Assata's Daughters was founded eight months after Garner's killing because, according to cofounder Page May, the protests against the police killing of Garner were organized by old white people. The first protest May organized against Eric Garner's killing, in January 2015, involved a group of about 20 people. Their protest took place on Martin Luther King Jr. Day, and eventually grew to include about 700 participants, many of whom were children. Shortly afterward, the group named themselves Assata's Daughters and began meeting regularly.

=== #ByeAnita ===
Anita Alvarez was the State's Attorney for Cook County, Illinois, from 2008 until she lost her re-election bid in 2016. Alvarez was the target of Assata's Daughters and other activist organizations in Chicago during her re-election campaign because of her history of failing to prosecute police officers for various forms of discrimination, perjury, and other racially motivated misconduct.

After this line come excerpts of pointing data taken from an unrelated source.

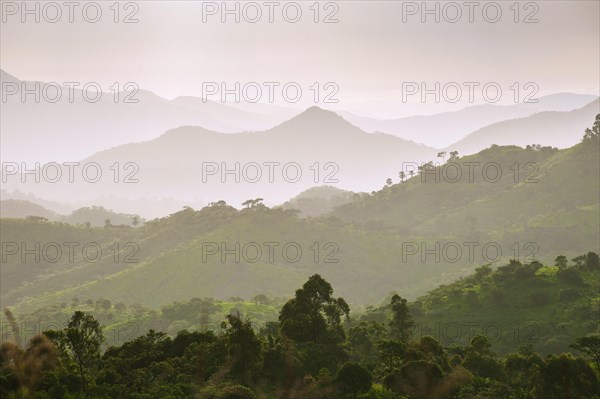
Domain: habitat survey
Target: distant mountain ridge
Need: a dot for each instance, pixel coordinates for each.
(312, 148)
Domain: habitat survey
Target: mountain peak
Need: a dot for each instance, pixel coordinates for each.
(318, 120)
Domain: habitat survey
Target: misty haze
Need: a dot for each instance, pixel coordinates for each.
(300, 200)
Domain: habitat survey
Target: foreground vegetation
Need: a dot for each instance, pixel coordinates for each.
(313, 350)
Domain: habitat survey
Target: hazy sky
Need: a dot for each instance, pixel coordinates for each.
(368, 54)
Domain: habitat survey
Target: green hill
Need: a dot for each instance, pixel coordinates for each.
(408, 237)
(515, 305)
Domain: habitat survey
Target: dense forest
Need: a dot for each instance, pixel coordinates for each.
(316, 349)
(522, 327)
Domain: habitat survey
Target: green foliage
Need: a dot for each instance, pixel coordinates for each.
(354, 379)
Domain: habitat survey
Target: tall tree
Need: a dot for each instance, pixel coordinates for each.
(80, 342)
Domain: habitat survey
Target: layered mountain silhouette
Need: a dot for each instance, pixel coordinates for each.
(440, 130)
(65, 131)
(315, 147)
(554, 128)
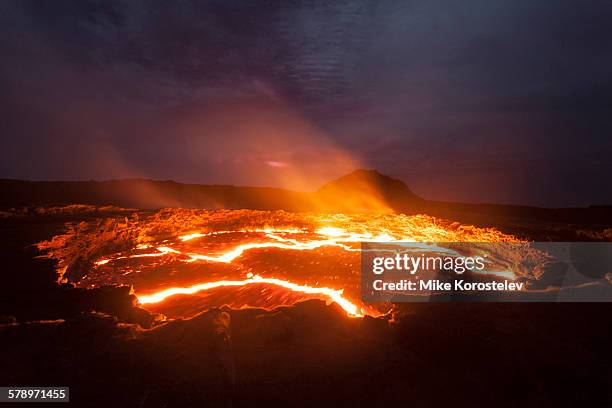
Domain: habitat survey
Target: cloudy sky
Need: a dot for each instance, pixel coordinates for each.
(480, 101)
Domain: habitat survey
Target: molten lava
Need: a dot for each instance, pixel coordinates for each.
(199, 252)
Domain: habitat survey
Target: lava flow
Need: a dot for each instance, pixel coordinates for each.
(266, 259)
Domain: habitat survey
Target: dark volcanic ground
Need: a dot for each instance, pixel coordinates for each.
(110, 352)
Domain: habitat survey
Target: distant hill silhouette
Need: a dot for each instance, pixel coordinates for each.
(359, 191)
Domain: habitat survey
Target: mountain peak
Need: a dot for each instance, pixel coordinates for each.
(366, 190)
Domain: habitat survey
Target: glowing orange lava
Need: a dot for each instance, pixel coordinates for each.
(332, 294)
(176, 243)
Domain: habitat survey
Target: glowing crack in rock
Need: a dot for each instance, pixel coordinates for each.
(333, 294)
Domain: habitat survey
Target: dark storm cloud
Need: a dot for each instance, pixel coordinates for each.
(479, 101)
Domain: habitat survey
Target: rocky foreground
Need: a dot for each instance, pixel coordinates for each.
(113, 353)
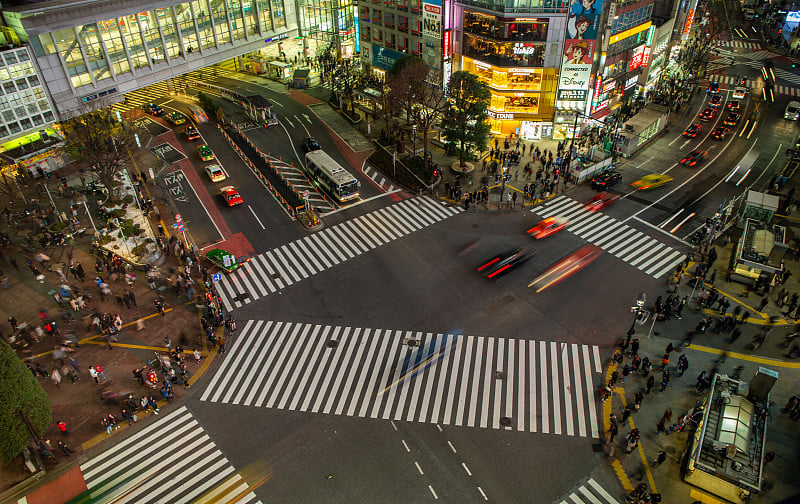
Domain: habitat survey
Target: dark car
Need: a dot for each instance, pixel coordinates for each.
(606, 179)
(153, 109)
(694, 157)
(310, 144)
(504, 262)
(708, 114)
(732, 119)
(693, 130)
(719, 133)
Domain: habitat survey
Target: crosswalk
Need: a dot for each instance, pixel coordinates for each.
(171, 461)
(728, 80)
(286, 265)
(143, 96)
(590, 493)
(376, 176)
(298, 180)
(620, 240)
(451, 379)
(737, 44)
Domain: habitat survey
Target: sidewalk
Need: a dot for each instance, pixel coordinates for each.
(77, 402)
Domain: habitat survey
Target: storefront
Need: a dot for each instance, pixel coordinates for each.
(35, 154)
(519, 95)
(508, 54)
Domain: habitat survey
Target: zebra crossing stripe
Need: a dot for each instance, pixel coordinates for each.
(292, 262)
(170, 460)
(448, 378)
(616, 238)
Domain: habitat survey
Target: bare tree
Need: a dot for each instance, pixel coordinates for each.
(100, 141)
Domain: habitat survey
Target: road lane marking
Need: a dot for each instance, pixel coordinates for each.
(256, 216)
(697, 173)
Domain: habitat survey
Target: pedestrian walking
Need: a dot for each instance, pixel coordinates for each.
(62, 427)
(65, 449)
(55, 375)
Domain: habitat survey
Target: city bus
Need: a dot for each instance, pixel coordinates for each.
(329, 175)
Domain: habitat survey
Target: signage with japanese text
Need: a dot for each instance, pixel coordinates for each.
(572, 94)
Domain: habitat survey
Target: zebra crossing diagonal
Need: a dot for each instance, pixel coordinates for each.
(375, 176)
(171, 461)
(288, 264)
(460, 380)
(629, 245)
(590, 493)
(137, 98)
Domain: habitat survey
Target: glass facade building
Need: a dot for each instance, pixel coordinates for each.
(515, 55)
(103, 49)
(24, 104)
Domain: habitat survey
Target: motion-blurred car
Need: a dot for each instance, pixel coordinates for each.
(310, 144)
(732, 119)
(504, 262)
(215, 173)
(600, 201)
(719, 133)
(606, 179)
(694, 157)
(176, 118)
(547, 227)
(224, 260)
(693, 130)
(708, 114)
(205, 153)
(191, 133)
(566, 267)
(231, 196)
(153, 109)
(651, 181)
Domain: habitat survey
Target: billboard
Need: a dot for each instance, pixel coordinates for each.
(432, 19)
(579, 44)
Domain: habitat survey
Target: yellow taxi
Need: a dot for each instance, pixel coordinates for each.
(651, 181)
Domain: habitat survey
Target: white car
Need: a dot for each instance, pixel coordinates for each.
(216, 173)
(792, 111)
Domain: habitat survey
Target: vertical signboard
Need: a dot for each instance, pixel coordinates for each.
(579, 43)
(432, 32)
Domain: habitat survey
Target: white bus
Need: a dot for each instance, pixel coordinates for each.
(328, 174)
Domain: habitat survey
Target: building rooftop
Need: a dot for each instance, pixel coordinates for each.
(733, 435)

The protesters cited the 2012 death of Rekia Boyd, a 22-year-old African-American woman, at the hands of Chicago police officer Dante Servin, with a sign that read "Justice for Rekia, No votes for Anita". Servin shot and killed Boyd while she was standing near his home with a group of people; Servin said he saw a gun in the group, but it turned out to be a cell phone. Alvarez was the State's Attorney at the time and she charged Servin with involuntary manslaughter, a charge of which he was acquitted in 2015.

Assata's Daughters also protested against Alvarez because her office received video footage that showed Chicago police officer Jason Van Dyke shoot Laquan MacDonald 16 times, including three shots that were fired when MacDonald was on the ground and no longer moving. She received the footage two weeks after the shooting, but did not press charges against Van Dyke until thirteen months later. During Alvarez's re-election bid, Assata's Daughters hung 16 banners around Chicago, to correspond to the 16 bullets fired into MacDonald, with slogans such as "#ByeAnita", "#AdiosAnita 16 shots and a cover up", and "Blood on the Ballot".